Department of Biochemistry, Universidad Autónoma de Madrid, Madrid, Spain.
Instituto de Investigaciones Biomédicas "Alberto Sols" (UAM-CSIC), Madrid, Spain.
PLoS Comput Biol. 2019 Aug 2;15(8):e1007246. doi: 10.1371/journal.pcbi.1007246. eCollection 2019 Aug.
Successful prediction of the likely paths of tumor progression is valuable for diagnostic, prognostic, and treatment purposes. Cancer progression models (CPMs) use cross-sectional samples to identify restrictions in the order of accumulation of driver mutations and thus CPMs encode the paths of tumor progression.
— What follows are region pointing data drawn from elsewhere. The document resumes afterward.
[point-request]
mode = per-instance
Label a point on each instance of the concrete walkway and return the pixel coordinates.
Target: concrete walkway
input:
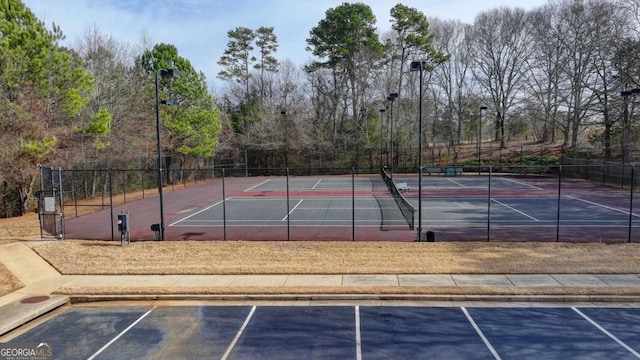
(42, 281)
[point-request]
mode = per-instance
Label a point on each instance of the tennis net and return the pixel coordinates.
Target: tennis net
(406, 208)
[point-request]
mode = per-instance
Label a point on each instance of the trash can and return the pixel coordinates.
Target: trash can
(431, 236)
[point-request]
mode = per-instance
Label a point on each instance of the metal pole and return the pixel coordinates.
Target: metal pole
(633, 183)
(159, 150)
(224, 208)
(420, 156)
(489, 205)
(61, 194)
(288, 210)
(381, 112)
(559, 193)
(391, 143)
(111, 203)
(353, 204)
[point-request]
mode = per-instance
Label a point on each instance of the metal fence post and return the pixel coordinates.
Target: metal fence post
(288, 210)
(632, 184)
(558, 204)
(489, 205)
(111, 203)
(224, 208)
(353, 204)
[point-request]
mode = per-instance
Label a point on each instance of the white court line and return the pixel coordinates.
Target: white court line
(235, 340)
(484, 339)
(613, 337)
(601, 205)
(523, 184)
(457, 183)
(120, 335)
(198, 212)
(358, 336)
(514, 209)
(255, 186)
(292, 210)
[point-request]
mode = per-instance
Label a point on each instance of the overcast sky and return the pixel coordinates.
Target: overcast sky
(198, 28)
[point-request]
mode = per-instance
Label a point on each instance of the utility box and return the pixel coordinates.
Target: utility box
(124, 228)
(123, 222)
(431, 236)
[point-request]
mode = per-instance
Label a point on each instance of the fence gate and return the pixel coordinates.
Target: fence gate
(50, 203)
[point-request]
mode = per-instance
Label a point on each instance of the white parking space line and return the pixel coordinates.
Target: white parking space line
(120, 335)
(235, 340)
(601, 205)
(358, 336)
(514, 209)
(613, 337)
(481, 334)
(292, 210)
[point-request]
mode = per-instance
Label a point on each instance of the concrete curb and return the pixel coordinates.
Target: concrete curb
(79, 299)
(21, 311)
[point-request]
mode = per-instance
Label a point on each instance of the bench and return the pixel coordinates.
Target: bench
(403, 187)
(453, 171)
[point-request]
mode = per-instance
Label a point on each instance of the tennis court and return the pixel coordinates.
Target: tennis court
(476, 207)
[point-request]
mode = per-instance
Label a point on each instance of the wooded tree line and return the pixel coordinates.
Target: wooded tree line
(553, 73)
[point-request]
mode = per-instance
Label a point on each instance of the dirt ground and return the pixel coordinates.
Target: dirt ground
(277, 257)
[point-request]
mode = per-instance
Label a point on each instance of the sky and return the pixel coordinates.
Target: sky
(198, 28)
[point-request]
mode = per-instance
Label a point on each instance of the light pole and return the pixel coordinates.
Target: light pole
(286, 138)
(392, 97)
(626, 126)
(419, 66)
(381, 117)
(165, 74)
(480, 134)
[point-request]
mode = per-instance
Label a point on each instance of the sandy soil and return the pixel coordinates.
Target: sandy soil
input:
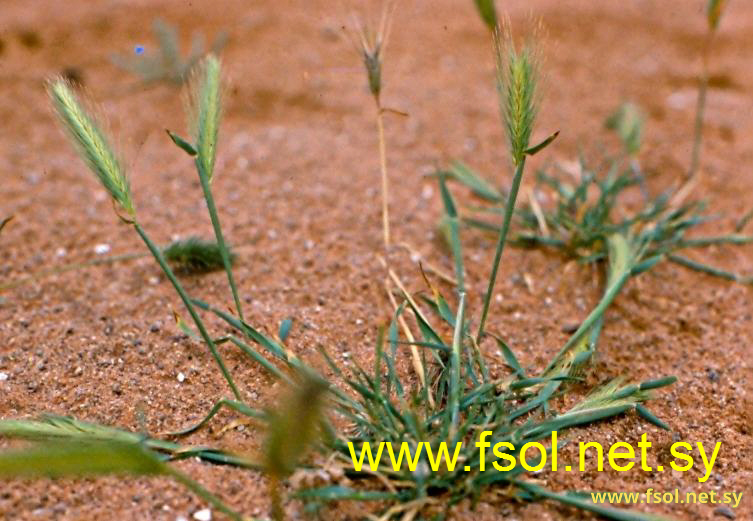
(298, 178)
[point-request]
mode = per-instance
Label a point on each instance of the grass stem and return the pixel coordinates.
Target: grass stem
(695, 156)
(224, 252)
(501, 244)
(383, 167)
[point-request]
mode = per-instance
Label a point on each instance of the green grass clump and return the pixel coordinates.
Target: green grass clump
(459, 399)
(167, 64)
(194, 255)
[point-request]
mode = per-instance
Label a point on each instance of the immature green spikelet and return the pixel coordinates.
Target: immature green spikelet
(206, 105)
(516, 82)
(714, 11)
(371, 44)
(488, 12)
(92, 144)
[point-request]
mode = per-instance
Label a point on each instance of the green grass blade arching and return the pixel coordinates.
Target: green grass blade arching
(68, 459)
(92, 144)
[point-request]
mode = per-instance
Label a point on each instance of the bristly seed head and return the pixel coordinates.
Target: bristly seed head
(206, 109)
(371, 45)
(92, 144)
(516, 82)
(714, 11)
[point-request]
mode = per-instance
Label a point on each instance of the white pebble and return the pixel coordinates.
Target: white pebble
(203, 515)
(101, 249)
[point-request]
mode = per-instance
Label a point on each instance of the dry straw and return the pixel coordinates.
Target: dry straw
(371, 44)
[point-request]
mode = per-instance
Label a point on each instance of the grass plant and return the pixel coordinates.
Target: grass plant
(93, 145)
(371, 44)
(516, 81)
(460, 399)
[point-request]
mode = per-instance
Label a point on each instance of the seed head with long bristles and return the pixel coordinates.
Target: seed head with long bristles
(206, 110)
(516, 81)
(92, 144)
(371, 45)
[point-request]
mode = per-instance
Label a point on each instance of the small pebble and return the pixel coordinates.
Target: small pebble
(101, 249)
(203, 515)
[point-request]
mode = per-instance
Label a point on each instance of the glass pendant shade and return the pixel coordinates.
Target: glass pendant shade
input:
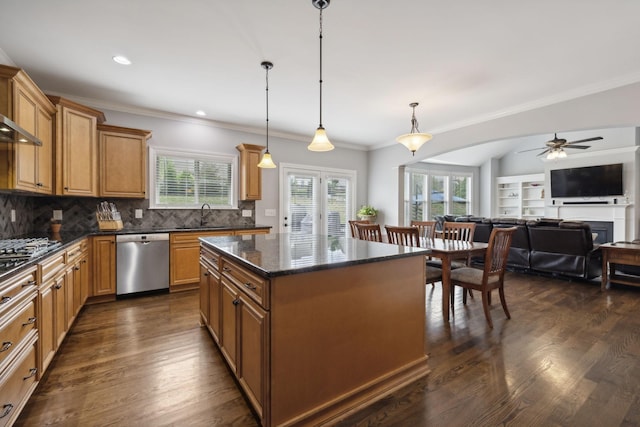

Here we analyze the performance of four CPMs to examine whether they can be used to predict the true distribution of paths of tumor progression and to estimate evolutionary unpredictability. Employing simulations we show that if fitness landscapes are single peaked (have a single fitness maximum) there is good agreement between true and predicted distributions of paths of tumor progression when sample sizes are large, but performance is poor with the currently common much smaller sample sizes. Under multi-peaked fitness landscapes (i.e., those with multiple fitness maxima), performance is poor and improves only slightly with sample size. In all cases, detection regime (when tumors are sampled) is a key determinant of performance. Estimates of evolutionary unpredictability from the best performing CPM, among the four examined, tend to overestimate the true unpredictability and the bias is affected by detection regime; CPMs could be useful for estimating upper bounds to the true evolutionary unpredictability. Analysis of twenty-two cancer data sets shows low evolutionary unpredictability for several of the data sets. But most of the predictions of paths of tumor progression are very unreliable, and unreliability increases with the number of features analyzed. Our results indicate that CPMs could be valuable tools for predicting cancer progression but that, currently, obtaining useful predictions of paths of tumor progression from CPMs is dubious, and emphasize the need for methodological work that can account for the probably multi-peaked fitness landscapes in cancer.
成功预测肿瘤进展的可能路径对于诊断、预后和治疗目的都很有价值。癌症进展模型 (CPM) 使用横截面样本来识别驱动突变积累顺序的限制,因此 CPM 编码了肿瘤进展的路径。在这里,我们分析了四种 CPM 的性能,以检验它们是否可以用于预测肿瘤进展路径的真实分布,并估计进化的不可预测性。通过模拟,我们表明如果适应度景观是单峰的(只有一个适应度最大值),那么当样本量较大时,真实和预测的肿瘤进展路径分布之间有很好的一致性,但在目前常见的小得多的样本量下,性能很差。在多峰适应度景观下(即存在多个适应度最大值),性能很差,随着样本量的增加,性能仅略有提高。在所有情况下,检测模式(当肿瘤被采样时)是性能的关键决定因素。在所检查的四个 CPM 中,对进化不可预测性的估计往往高估了真实的不可预测性,并且偏差受检测模式的影响;CPM 可用于估计真实进化不可预测性的上限。对二十二个癌症数据集的分析表明,其中几个数据集的进化不可预测性较低。但是,肿瘤进展路径的大多数预测都非常不可靠,并且不可靠性随着分析的特征数量的增加而增加。我们的结果表明,CPM 可以成为预测癌症进展的有价值工具,但目前,从 CPM 获得有用的肿瘤进展路径预测是值得怀疑的,这强调了需要进行方法学工作,以解释癌症中可能的多峰适应度景观。